Gestalte
Bij de geboorte
...........
50 cm
Een jaar
50% meer
75 cm
Op vier jaar oud
verdubbeld
100 cm
12 jaar oud
verdrievoudigd
150 cm
Gewicht
Bij de geboorte
............
3,4 kg
Op 4-5 maanden
verdubbeld
6,8 kg
Een jaar
verdrievoudigd
10 kg
Op 6 jaar oud
zesvoudig
20 kg
12 jaar oud
verdubbeld
40 kg
De groei wordt gereguleerd door tal van interne factoren (zoals schildklierhormonen en GH) en externe factoren (zoals voeding, lichamelijke activiteit en sociaaleconomische gewoonten).
De pathologische manifestaties van groei zijn vaak de uitdrukking van veranderingen van de endocriene klieren (in het bijzonder bijnier, schildklier, pancreas en hypofyse).
Deze verhouding, gelijk aan ongeveer 1,7 bij de pasgeborene, daalt tot net onder de eenheid wanneer de groei is voltooid
GROEI VAN LICHAAMSSYSTEMEN: gebeurt op verschillende manieren en ritmes volgens het beschouwde lichaamssysteem; sommige, zoals het bewegingsapparaat, de luchtwegen en het spijsverteringsstelsel, volgen de groeicurves van gewicht en lengte, terwijl andere - zoals het zenuwstelsel, het lymfestelsel en de voortplantingsorganen - een eigen ritme volgen.Een bijzonder geval wordt vertegenwoordigd door de thymus, die samenvalt met de puberteitsspurt begint te atrofiëren (zie afbeelding).
Het volgen van lichaamsgroeiprocessen (auxologische evaluatie) is een optimale indicator voor het beoordelen van de gezondheid van het kind. Om de gegevens die tijdens de verschillende groeistadia zijn verzameld correct te interpreteren, is het noodzakelijk om ze te vergelijken met referentienormen, verkregen uit het gemiddelde van een grote kinderpopulatie die homogeen is voor geslacht en leeftijd.

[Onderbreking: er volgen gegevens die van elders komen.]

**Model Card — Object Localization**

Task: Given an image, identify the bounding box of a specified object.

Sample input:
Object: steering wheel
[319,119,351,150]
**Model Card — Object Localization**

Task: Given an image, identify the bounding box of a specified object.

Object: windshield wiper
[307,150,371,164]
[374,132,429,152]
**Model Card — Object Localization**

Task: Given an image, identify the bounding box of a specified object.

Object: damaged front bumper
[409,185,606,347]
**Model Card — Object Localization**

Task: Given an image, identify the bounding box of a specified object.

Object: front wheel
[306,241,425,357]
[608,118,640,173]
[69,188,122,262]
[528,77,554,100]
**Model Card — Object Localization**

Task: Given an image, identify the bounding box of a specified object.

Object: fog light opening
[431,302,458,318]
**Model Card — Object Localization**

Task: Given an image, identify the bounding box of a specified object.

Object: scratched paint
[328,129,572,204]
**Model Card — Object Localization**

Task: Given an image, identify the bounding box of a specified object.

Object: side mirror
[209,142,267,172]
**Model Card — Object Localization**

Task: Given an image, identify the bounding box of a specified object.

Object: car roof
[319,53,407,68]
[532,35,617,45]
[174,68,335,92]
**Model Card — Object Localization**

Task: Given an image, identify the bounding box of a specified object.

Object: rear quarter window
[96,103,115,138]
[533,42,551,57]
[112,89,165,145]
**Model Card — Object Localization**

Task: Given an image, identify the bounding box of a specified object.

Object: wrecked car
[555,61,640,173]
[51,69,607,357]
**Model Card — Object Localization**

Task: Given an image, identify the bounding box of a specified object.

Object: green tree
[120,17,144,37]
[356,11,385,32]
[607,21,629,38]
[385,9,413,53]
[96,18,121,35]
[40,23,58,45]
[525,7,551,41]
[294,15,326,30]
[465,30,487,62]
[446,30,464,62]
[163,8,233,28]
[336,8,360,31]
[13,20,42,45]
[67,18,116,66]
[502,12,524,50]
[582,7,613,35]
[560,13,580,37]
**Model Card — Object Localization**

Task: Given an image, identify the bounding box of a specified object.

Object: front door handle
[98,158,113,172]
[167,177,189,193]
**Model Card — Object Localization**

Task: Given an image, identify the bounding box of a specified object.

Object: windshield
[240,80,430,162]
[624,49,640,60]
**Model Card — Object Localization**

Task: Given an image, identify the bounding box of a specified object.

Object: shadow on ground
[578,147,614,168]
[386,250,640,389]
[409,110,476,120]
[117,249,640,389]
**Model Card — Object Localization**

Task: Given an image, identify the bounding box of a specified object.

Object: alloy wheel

Omdat groei een grote individuele variabiliteit vertoont in de tijden en maten waarmee het plaatsvindt, zijn normale limieten vastgesteld door het bereik van de verzamelde gegevens te verdelen in 100 delen, percentielen genoemd. Deze verdeling werd uitgevoerd zodat een bepaald deel van de kinderen in de steekproef op bepaalde leeftijden boven en onder bepaalde metingen zat.
Het 50e percentiel vertegenwoordigt de gemiddelde groeiwaarden, terwijl een andere curve, die bijvoorbeeld overeenkomt met het 30e percentiel, ons informeert dat een bepaald percentage kinderen lagere waarden heeft (in dit geval 30%), die hoger worden in een "gelijkmatig bepaalde bevolking (in dit geval 70%). We zouden daarom de groeipercentielen kunnen vergelijken met binaire normaliteit.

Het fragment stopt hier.